The last few days every time I'm about to get upset/offended, I stop and remember that it's likely this 'disorder'. The worst effect was that I took everything SO did/didn't do to my arbitrary expectations (which he had no idea existed, and were things as ridiculous as randomly chosen timetables of how long he "should" be out with friends) as personal insults, or assume things that were incorrect and also turn those into insults. It would all stack up until I reached the "righteous indignation" part and decided he 'deserved' punishment. Yeah... no wonder he was doubting wanting to 'consider another person' who reacts with hours of flipping shit & various manipulation tactics every time something doesn't go her way.

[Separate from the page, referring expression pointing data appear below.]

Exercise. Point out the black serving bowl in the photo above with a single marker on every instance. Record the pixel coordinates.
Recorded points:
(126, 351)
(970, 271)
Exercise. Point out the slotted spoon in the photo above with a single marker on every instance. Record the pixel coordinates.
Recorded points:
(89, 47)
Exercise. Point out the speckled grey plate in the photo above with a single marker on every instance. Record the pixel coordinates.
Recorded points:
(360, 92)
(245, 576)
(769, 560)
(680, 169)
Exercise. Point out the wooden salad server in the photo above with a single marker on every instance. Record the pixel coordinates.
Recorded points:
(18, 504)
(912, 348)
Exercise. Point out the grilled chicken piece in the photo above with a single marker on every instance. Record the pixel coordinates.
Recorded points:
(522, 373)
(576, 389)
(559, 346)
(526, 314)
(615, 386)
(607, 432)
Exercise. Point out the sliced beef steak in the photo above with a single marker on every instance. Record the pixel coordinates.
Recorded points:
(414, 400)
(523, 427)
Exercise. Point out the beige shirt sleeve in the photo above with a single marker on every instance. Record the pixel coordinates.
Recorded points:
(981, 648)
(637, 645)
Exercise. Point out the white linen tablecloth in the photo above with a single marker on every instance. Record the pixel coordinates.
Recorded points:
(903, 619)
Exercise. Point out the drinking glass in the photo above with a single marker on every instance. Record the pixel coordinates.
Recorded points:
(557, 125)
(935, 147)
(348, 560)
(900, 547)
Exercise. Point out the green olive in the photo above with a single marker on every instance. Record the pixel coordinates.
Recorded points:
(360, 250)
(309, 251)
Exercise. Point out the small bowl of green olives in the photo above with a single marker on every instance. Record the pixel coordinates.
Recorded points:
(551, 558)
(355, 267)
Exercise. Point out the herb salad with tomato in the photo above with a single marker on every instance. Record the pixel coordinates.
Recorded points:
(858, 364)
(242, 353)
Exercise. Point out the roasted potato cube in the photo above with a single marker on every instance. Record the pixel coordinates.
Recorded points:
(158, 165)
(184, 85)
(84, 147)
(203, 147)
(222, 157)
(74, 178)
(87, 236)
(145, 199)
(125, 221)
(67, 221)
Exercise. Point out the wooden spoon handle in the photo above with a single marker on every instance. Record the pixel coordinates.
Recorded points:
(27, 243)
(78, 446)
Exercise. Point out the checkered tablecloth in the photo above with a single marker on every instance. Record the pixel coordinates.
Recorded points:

I've tried very hard to not do that the last 2 nights since he's gone out with friends... It's been a lot more peaceful and he's been a lot more considerate of letting me know where he is/when he's leaving/who is going.
CandySora
01-25-2016, 02:32 AM
Diagnosed with Borderline Personality Disorder, PTSD, Major Depression, General Anxiety Disorder, and Panic Disorder. I have limited executive functioning skills from my mental illnesses, so sex work is better for me than working 3 vanilla jobs, which is what I did before getting into sw. After I pay off all my student loans, I'm planning on enrolling in therapy. Oddly enough, a lot of other escorts I know seem to be struggling with BPD -- not all or even the majority certainly, but a percentage big enough that I took notice.
Thanks for creating this thread, btw. Mental illness needs to be de-stigmatized. It's not something to be ashamed of and being a mentally ill sex worker doesn't make your decision to do sex work less valid.